True. But beside the space and write cycle costs keeping the log across reboots I'm not asking for a forever growing log or logrotation. If a log ever is implemented someone could save the log to a external logserver or usb device.
My thinking is like: If you add a firewall rule it takes some kb of space. If you add 10 rules its 10 times the space. So you could reserve some kb for unduing things resp. log things and limit this to e. g. 50 lines of changes consuming xx kb's with the possibilty that the user can decide to enable it (if the devices space does allow it). Regarding wearing the flash. Personally I did't manage to kill any devices due to writing configs/snapshots to flash. I'm flashing my devices with snapshots more then I do changes to the config itself. Let's say at least flashing the device is writing more then any config change I do during the lifetime of the device.
True. But that would be another discussion. There is certainly a connection to the log request. But the log itself is more important then controlling other admins (imo). Which is out of reach anyway if no log is available at all.
Personally I don't think that a fully-fledged multiuser system is out of reach for OpenWrt because routers for >=100 bucks nowdays are very powerfull and have a lot of space unused. The big question is how common it is for for the userbase buying routers for ~100 bucks. But even some low priced devices have plently of space left on their flash nowdays.
I think RADIUS authentication in Luci would make a lot if sense. I don't see a reason to have full user accounts since that would take up a lot of space potentially. Just map a uid and don't create a home dir.
From a bulk management perspective it would make sense to use the web API to apply changes. This could be done with some python scripts that deploy changes in a controlled manner. Combine that with SNMP for monitoring and you are solid.
Well I don't demand sth. like user accounts. That was just a side aspect of the discussion having the possibility to revert/log changes. But generally it depends on your environment.
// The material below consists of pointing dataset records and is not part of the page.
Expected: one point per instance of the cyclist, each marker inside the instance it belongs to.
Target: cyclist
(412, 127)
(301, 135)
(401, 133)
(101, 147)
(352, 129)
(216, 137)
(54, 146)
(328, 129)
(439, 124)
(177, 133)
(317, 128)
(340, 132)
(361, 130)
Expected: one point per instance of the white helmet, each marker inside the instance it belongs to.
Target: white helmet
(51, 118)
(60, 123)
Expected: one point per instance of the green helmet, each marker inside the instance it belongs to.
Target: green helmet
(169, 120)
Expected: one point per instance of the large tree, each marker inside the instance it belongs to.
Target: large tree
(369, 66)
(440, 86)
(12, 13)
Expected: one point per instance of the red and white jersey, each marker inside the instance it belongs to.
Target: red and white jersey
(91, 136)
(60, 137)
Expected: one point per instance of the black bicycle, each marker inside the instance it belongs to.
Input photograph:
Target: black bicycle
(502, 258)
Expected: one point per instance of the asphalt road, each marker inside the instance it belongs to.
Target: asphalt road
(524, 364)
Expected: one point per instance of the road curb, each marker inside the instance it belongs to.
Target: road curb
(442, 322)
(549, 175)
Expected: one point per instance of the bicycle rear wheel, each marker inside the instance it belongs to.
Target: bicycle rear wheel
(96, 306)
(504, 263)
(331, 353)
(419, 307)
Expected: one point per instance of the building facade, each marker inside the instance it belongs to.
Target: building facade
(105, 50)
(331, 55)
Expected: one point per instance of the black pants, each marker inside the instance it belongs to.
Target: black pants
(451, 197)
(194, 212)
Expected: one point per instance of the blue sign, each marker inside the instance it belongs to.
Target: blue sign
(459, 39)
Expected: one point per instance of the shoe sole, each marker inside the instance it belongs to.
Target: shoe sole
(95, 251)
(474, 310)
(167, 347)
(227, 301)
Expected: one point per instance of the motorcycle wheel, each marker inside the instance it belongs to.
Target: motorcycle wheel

If you have a lots of devices and admins you want to have user management and logging like any Cisco or Juniper router has. If you implement user accounts then it would make sense to have ACL as well implemented (IMO). E. g. for radius you could use ACL in connection with a firewall or you could use it for samba/nfs.
There is radius authentication against a radius server available within LuCI already. Radius itself is huge with a lots of packages required and does make sense only for larger environments but not for home users (IMO). Since a while there are better options for home users (with more needs) in place (Individual per-passphrase/per-MAC Wifi VLANs using wpa_psk_file (no RADIUS required)).